Proactive Guidance for Accurate UAV Landing on a Dynamic Platform: A Visual-Inertial Approach

Sensors (Basel). 2022 Jan 5;22(1):404. doi: 10.3390/s22010404.

Abstract

This work aimed to develop an autonomous system for unmanned aerial vehicles (UAVs) to land on moving platforms such as an automobile or a marine vessel, providing a promising solution for a long-endurance flight operation, a large mission coverage range, and a convenient recharging ground station.

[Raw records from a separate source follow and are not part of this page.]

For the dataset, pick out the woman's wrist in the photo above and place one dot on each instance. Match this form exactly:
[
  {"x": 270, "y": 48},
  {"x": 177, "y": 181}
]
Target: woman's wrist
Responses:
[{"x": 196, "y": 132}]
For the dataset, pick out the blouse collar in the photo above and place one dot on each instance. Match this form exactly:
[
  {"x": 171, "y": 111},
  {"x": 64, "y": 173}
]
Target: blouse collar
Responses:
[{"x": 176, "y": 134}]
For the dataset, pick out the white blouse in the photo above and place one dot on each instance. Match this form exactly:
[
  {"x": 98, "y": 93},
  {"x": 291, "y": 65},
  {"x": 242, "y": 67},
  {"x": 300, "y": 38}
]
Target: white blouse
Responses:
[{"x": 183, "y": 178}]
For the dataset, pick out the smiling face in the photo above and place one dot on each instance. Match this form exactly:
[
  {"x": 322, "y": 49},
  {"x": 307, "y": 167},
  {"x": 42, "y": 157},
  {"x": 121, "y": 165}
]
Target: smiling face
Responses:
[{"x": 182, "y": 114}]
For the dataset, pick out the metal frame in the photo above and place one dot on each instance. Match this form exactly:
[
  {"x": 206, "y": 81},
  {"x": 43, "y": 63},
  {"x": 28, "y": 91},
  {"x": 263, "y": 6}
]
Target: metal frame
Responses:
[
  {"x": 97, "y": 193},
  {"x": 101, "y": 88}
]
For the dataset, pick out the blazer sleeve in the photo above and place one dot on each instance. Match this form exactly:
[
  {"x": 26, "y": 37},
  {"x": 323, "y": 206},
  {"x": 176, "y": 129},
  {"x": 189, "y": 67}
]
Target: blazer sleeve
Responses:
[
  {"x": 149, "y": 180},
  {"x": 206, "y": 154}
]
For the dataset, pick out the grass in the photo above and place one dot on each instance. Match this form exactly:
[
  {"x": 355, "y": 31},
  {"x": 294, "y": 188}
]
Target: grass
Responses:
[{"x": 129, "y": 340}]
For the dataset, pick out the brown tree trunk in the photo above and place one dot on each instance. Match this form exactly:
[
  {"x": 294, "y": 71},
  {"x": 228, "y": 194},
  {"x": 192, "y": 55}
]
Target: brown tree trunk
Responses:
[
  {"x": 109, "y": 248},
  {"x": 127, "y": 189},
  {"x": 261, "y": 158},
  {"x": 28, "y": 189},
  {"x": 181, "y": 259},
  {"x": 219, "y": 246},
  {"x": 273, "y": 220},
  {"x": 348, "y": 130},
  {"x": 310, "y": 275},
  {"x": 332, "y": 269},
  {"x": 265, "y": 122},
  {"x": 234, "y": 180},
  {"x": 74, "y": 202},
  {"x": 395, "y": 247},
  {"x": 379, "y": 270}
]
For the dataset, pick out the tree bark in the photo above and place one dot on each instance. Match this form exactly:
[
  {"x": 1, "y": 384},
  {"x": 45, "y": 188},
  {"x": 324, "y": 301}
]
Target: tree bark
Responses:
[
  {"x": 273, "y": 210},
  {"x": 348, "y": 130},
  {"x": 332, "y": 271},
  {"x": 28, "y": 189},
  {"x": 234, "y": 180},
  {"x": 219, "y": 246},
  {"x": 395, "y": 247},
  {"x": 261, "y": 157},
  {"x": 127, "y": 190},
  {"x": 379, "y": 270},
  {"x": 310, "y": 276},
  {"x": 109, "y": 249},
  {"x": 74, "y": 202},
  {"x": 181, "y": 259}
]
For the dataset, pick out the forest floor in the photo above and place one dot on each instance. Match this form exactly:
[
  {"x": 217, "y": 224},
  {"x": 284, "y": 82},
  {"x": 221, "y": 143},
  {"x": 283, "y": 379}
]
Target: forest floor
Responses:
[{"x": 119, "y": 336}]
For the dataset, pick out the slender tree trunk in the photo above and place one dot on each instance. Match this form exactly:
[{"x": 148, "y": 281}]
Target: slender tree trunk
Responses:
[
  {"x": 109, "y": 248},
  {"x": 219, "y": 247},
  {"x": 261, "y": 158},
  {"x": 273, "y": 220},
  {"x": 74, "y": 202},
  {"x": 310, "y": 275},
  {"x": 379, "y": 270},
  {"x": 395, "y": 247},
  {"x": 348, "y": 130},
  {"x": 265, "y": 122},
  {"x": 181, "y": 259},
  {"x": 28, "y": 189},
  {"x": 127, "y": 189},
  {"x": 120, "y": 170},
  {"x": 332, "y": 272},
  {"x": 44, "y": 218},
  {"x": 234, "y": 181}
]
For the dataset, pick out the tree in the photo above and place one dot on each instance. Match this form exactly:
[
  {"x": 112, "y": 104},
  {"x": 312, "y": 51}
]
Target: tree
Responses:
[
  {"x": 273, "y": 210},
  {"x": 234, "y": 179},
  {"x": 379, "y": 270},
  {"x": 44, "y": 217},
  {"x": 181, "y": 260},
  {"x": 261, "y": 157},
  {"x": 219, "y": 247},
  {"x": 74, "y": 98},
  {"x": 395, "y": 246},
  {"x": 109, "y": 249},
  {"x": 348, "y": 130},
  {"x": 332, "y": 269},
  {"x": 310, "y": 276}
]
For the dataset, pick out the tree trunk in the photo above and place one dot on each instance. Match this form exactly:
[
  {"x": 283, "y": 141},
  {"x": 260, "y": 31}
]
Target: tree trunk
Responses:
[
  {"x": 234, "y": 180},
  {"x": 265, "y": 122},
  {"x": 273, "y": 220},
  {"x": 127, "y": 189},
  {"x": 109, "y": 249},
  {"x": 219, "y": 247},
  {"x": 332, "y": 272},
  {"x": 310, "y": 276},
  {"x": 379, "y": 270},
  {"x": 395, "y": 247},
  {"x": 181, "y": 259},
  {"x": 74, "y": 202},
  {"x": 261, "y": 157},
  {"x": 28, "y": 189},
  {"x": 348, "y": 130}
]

Unlike most state-of-the-art UAV landing frameworks that rely on UAV onboard computers and sensors, the proposed system fully depends on the computation unit situated on the ground vehicle/marine vessel to serve as a landing guidance system. Such a novel configuration can therefore lighten the burden of the UAV, and the computation power of the ground vehicle/marine vessel can be enhanced. In particular, we exploit a sensor fusion-based algorithm for the guidance system to perform UAV localization, whilst a control method based upon trajectory optimization is integrated. Indoor and outdoor experiments are conducted, and the results show that precise autonomous landing on a 43 cm × 43 cm platform can be performed.

Keywords: UAV; VTOL; autonomous landing; deep learning; kalman filter; object tracking; optimal trajectory; sensor fusion.